Arriving at the study, a well-set man of around forty rose up from a chair in front of a lighted fireplace and greeted me, hardly bothering to look closer at me, assuming I was just an ordinary traveller seeking shelter from the elements. … ‘My driver and butler say you are seeking shelter from this cursed rain, good sir. Come sit with me awhile and let’s talk. If the rain doesn’t cease, you are welcome to stay the night. Living on the border between two great countries, I do not often get visitors. Do sit down and relax. You are most welcome.’
I immediately sensed that I was talking to no mortal man. My vampire senses told me that this was a hybrid – mostly human, but also a part-time blood drinker. I sensed his powers too, immediately knowing they were not as strong as mine. I could easily kill him if I wanted; this I knew. The stranger also seemed to possess a mind-reading talent like mine, fully able to ‘read’ another being and to know whom he was dealing with. As my host came closer to me, his own powerful senses warned him I was not human.
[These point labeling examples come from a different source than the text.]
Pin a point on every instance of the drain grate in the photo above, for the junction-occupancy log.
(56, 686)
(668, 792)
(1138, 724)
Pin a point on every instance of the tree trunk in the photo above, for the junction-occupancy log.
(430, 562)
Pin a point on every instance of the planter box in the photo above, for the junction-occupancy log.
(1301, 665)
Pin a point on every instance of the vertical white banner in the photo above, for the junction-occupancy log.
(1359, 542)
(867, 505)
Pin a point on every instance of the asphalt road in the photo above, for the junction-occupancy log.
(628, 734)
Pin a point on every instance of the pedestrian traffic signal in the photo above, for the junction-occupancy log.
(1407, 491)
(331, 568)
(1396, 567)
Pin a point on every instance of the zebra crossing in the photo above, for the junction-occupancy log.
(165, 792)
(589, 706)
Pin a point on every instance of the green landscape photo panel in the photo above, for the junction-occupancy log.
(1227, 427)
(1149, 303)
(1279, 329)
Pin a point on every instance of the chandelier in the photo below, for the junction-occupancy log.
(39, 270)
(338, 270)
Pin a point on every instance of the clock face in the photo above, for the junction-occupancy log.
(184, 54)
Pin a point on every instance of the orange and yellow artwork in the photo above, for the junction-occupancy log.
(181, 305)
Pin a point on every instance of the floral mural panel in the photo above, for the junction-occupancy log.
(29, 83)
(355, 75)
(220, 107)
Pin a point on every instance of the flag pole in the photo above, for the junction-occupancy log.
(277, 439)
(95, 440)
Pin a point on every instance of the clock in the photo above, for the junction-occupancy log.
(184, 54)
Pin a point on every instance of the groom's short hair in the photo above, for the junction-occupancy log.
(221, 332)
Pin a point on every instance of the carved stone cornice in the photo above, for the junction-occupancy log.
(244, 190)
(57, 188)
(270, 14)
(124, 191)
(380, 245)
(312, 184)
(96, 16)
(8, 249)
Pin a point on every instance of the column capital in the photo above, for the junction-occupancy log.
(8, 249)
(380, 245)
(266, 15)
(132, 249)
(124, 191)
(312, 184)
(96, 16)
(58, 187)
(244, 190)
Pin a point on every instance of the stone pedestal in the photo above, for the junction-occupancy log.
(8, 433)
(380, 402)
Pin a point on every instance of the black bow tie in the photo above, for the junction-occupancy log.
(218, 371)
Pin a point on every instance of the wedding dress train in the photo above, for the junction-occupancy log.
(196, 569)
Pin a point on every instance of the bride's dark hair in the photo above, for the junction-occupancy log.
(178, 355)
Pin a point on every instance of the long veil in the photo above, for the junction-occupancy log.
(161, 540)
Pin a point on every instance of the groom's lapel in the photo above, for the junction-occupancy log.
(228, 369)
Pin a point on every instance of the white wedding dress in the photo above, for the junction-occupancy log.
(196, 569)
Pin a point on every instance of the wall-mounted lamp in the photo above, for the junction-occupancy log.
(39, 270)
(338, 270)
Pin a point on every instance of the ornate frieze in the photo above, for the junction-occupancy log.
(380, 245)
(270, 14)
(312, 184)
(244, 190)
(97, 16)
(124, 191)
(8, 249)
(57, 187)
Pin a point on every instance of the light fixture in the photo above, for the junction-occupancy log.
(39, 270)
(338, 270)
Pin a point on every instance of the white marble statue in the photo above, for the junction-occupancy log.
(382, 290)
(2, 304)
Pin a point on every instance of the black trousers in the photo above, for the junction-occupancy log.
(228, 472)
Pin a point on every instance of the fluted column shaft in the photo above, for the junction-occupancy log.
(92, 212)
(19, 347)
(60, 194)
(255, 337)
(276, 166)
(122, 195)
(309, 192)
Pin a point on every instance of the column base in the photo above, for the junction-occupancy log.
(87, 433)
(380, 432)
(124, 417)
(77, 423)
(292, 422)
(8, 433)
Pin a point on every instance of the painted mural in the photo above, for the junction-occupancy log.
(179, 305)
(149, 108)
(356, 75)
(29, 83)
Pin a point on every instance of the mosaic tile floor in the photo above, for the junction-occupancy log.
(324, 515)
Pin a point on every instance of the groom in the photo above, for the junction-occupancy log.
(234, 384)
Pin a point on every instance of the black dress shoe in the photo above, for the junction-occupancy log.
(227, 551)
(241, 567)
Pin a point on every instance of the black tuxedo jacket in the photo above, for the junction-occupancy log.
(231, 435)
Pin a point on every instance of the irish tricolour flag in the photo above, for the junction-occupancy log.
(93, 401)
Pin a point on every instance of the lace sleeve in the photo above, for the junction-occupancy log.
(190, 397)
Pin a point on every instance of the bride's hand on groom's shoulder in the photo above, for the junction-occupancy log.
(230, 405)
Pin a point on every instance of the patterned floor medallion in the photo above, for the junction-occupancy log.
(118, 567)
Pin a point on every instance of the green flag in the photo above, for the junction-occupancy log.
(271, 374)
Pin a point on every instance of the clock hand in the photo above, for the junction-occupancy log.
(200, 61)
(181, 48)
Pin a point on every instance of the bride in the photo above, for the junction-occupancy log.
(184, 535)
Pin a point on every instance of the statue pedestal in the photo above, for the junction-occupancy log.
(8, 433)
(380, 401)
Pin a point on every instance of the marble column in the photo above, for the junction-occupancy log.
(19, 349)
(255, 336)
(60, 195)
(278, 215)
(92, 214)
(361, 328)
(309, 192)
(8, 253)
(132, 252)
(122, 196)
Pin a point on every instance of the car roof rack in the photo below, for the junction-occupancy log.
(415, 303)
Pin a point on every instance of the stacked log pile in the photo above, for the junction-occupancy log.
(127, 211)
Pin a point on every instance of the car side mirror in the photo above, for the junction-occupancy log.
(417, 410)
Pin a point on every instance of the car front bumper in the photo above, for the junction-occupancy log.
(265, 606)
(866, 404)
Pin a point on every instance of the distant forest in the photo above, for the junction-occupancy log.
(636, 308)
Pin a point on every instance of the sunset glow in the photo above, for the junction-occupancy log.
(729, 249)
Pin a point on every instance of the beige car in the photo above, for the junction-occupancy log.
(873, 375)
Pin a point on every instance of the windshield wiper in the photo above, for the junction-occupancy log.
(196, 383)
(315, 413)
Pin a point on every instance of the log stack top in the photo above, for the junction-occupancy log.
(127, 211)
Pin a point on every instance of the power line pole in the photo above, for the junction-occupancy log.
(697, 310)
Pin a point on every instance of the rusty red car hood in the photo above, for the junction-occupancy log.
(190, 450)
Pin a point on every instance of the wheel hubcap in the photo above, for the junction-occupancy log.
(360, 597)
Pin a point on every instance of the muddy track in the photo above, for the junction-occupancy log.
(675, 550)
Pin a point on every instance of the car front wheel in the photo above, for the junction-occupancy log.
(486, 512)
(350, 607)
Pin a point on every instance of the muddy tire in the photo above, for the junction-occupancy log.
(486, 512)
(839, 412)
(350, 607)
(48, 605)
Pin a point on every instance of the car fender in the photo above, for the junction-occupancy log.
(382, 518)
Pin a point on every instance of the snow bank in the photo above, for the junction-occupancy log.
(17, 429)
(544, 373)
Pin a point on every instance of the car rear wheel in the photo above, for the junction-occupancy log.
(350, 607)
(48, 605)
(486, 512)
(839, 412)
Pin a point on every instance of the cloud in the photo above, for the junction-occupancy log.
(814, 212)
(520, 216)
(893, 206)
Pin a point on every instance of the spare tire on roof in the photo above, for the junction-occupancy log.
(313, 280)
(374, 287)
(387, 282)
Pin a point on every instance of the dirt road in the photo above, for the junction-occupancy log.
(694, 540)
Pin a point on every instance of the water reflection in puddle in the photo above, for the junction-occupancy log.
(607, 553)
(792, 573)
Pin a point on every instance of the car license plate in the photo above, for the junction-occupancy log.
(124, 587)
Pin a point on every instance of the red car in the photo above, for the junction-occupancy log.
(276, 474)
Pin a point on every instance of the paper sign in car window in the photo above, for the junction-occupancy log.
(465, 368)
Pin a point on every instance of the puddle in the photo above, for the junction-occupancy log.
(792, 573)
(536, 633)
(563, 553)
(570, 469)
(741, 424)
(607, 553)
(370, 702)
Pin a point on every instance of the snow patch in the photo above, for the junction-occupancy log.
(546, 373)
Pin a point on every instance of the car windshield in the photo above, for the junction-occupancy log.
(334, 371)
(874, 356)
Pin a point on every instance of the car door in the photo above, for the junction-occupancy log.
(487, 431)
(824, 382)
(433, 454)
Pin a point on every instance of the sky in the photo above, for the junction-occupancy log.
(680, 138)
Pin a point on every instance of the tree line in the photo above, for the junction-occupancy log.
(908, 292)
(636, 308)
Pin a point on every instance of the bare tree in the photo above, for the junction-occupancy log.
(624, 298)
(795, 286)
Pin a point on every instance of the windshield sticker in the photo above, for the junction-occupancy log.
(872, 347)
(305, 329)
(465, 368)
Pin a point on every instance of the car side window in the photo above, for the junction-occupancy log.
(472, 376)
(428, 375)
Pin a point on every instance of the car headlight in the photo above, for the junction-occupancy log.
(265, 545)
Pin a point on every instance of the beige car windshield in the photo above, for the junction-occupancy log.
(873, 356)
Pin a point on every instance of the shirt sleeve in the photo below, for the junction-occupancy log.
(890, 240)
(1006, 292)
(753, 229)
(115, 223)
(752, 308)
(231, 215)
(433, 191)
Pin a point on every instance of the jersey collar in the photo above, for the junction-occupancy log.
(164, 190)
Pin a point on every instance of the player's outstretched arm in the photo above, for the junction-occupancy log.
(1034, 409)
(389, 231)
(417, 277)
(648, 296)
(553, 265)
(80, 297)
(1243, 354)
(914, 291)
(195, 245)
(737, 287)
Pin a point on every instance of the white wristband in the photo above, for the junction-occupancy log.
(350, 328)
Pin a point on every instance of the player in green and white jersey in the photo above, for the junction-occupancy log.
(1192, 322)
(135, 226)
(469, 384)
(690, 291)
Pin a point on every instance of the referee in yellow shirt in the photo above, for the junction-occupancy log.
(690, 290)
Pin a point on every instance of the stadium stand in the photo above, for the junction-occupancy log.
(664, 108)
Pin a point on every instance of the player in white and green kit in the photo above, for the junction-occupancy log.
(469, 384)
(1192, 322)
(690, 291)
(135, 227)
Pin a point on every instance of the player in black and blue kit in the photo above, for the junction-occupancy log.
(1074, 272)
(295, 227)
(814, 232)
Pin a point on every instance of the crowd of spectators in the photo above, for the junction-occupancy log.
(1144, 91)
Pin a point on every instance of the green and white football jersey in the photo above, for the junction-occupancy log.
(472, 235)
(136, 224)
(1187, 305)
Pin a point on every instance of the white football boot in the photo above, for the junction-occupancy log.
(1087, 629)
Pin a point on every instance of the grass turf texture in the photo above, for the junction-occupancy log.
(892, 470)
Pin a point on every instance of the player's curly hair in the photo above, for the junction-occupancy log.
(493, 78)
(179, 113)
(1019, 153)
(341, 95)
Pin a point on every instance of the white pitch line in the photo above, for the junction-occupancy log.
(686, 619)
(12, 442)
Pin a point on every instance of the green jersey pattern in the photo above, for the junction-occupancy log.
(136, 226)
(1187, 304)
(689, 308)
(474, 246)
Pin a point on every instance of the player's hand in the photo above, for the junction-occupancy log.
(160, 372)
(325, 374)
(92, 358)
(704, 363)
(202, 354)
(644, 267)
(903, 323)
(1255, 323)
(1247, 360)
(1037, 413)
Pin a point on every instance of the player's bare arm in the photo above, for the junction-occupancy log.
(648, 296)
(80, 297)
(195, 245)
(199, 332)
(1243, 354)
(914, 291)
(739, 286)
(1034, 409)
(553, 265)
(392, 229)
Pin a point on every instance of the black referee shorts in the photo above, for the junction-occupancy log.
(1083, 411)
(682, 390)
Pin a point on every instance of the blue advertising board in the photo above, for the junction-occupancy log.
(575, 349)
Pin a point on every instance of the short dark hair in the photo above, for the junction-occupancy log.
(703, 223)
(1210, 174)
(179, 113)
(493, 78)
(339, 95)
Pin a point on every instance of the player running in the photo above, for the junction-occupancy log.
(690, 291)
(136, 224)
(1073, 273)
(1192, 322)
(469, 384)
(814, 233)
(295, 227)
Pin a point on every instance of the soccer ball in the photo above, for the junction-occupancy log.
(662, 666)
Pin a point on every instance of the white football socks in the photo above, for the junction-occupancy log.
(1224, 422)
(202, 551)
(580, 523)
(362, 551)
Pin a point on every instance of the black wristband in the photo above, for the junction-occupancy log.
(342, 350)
His initial greeting turned cold at once, wary and alarmed at having discovered my true nature. He changed his greeting and tune immediately as he said bluntly and loudly with no fear, ‘Keep your distance, vampire. I know your kind. I know not why you seek me, but rest assured that I will participate in no evil of any sort. If it is my blood and my servants’ blood you seek, drink your fill and leave us all afterwards alive and in peace. Your secret will always be safe with me. You can sense this with your great powers. You must know that I will never betray you.’
‘Nay! I seek neither your blood nor that of your servants, brother! I believe you are a Druid, yes? Not an ordinary one, though, and one who has lived for centuries, immortal in a fashion, but not as immortal as I. Aye! As you sensed, I can overpower you easily and kill you easily if I so desire, but that is not what I want. It is the truth what your servants say. I do seek only shelter from the rain and nothing more.’
I won’t go into detail of what happened next or our exchange of words and explanations. Suffice it to say that the hybrid calmed down and listened to me patiently as I explained just who I was, and how my strange fate was sealed so long ago. So began my friendship with Cheroot the Druid. We met quite often after that fateful day, sometimes at his chateau and sometimes in my stone castle in Austria. I tired not of his friendship and company as I had done earlier with the few humans I had befriended, for he and I had much in common. Apart from being intellectuals after a fashion, neither of us could age, and we both were in essence benevolent beings, albeit of a different sort. He was nearly human, being able to eat and drink human food, besides having his blood thirst, which prompted him to drink from humans now and then. He couldn’t eat animal meat, dairy products, and most vegetables, retching it all out if he tried. Bread, fowl, and fish he could keep down reasonably well, and he could eat sweetmeats of any kind, besides being able to drink champagne and other alcohol as much as he wanted. I wasn’t envious of this gastronomical ability of his. I had long since forgotten what human food tasted like and was quite content to suck upon my bloodstone whenever I was hungry or thirsty.